KimThe symposium marks the publication of Nancy Kim's Wrap Contracts: Foundations and Ramifications (Oxford UP 2013).   Next wek, this blog will publish posts by experts from around the country commenting on Nancy's work.  Here is Oxford's bullet point summary of the book's virtues:

  • Explains why wrap contracts were created, how they have developed, and what this means for society
  • Uses hypotheticals, cases, and real world examples
  • Discusses court decisions with summary critiques
  • Provides doctrinal solutions grounded in law and policy
  • Defines and distinguishes different types of contract terms
  • Includes actual wrap contract terms, flow charts, checklists and other visual aids to explain legal concepts

The following people will be adding their own thoughts and comments on the blog next week:

CaloRyanRyan Calo is an assistant professor at the University of Washington School of Law.  He researches the intersection of law and emerging technology, with an emphasis on robotics and the Internet. His work on drones, driverless cars, privacy, and other topics has appeared in law reviews and major news outlets, including the New York Times, the Wall Street Journal, and National Public Radio. Professor Calo has also testified before the full Judiciary Committee of the United States Senate.

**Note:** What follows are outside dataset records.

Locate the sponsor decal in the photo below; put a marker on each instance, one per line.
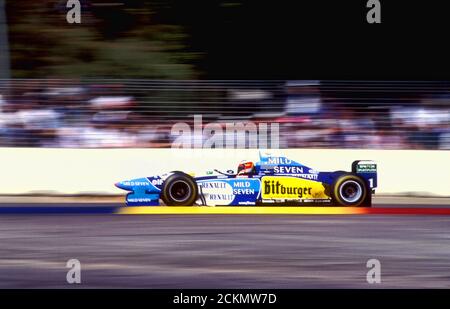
(366, 168)
(243, 188)
(217, 192)
(135, 183)
(291, 188)
(279, 160)
(288, 170)
(140, 200)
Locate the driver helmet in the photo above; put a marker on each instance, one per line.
(245, 167)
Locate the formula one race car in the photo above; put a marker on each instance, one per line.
(272, 180)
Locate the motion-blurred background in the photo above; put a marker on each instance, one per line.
(132, 69)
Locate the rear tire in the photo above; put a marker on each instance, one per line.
(179, 189)
(350, 190)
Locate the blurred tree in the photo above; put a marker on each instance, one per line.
(114, 40)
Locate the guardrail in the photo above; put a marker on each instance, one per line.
(94, 171)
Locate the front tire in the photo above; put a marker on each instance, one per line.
(350, 190)
(179, 189)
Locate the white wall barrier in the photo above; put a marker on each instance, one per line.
(94, 171)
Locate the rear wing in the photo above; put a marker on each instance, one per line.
(367, 170)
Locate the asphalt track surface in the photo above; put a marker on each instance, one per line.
(225, 251)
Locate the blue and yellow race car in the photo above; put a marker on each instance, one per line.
(273, 180)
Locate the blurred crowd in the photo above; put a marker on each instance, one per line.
(310, 114)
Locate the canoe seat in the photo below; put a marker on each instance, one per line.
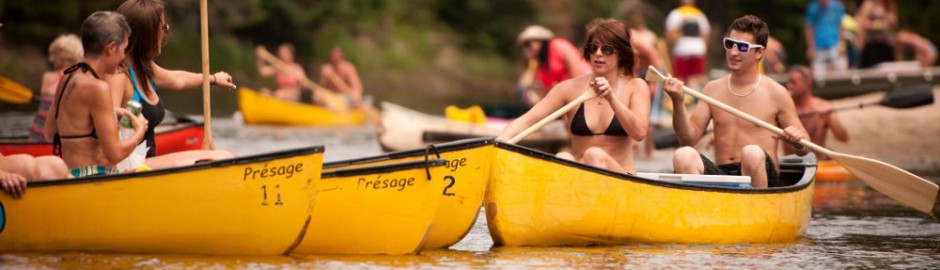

Professor Calo serves on numerous advisory boards, including the Electronic Privacy Information Center (EPIC), the Electronic Frontier Foundation (EFF), the Future of Privacy Forum, and National Robotics Week. Professor Calo co-chairs the Robotics and Artificial Intelligence committee of the American Bar Association and is a member of the Executive Committee of the American Association of Law Schools (AALS) Section on Internet and Computer Law. 

Professor Calo previously served as a director at the Stanford Law School Center for Internet and Society (CIS) where he remains an Affiliate Scholar. He also worked as an associate in the Washington, D.C. office of Covington & Burling LLP and clerked for the Honorable R. Guy Cole on the U.S. Court of Appeals for the Sixth Circuit. Prior to law school at the University of Michigan, Professor Calo investigated allegations of police misconduct in New York City.

You can read Professor Calo's work on SSRN and follow him on Twitter.

CherryMiriam A. Cherry is a visiting professor at the University of Missouri School of Law and a tneured professor law at Saint Louis University. Her scholarship is interdisciplinary and focuses on the intersection of technology and globalization with business, contract and employment law topics. In her recent work, Professor Cherry analyzes crowdfunding, markets for corporate social responsibility, virtual work and social entrepreneurship. Her articles will appear or have appeared in the Northwestern Law ReviewMinnesota Law ReviewWashington Law ReviewIllinois Law Review,Georgia Law ReviewAlabama Law Review, Maryland Law Review, and the Tulane Law Review, and U.C. Davis Law Review, among others.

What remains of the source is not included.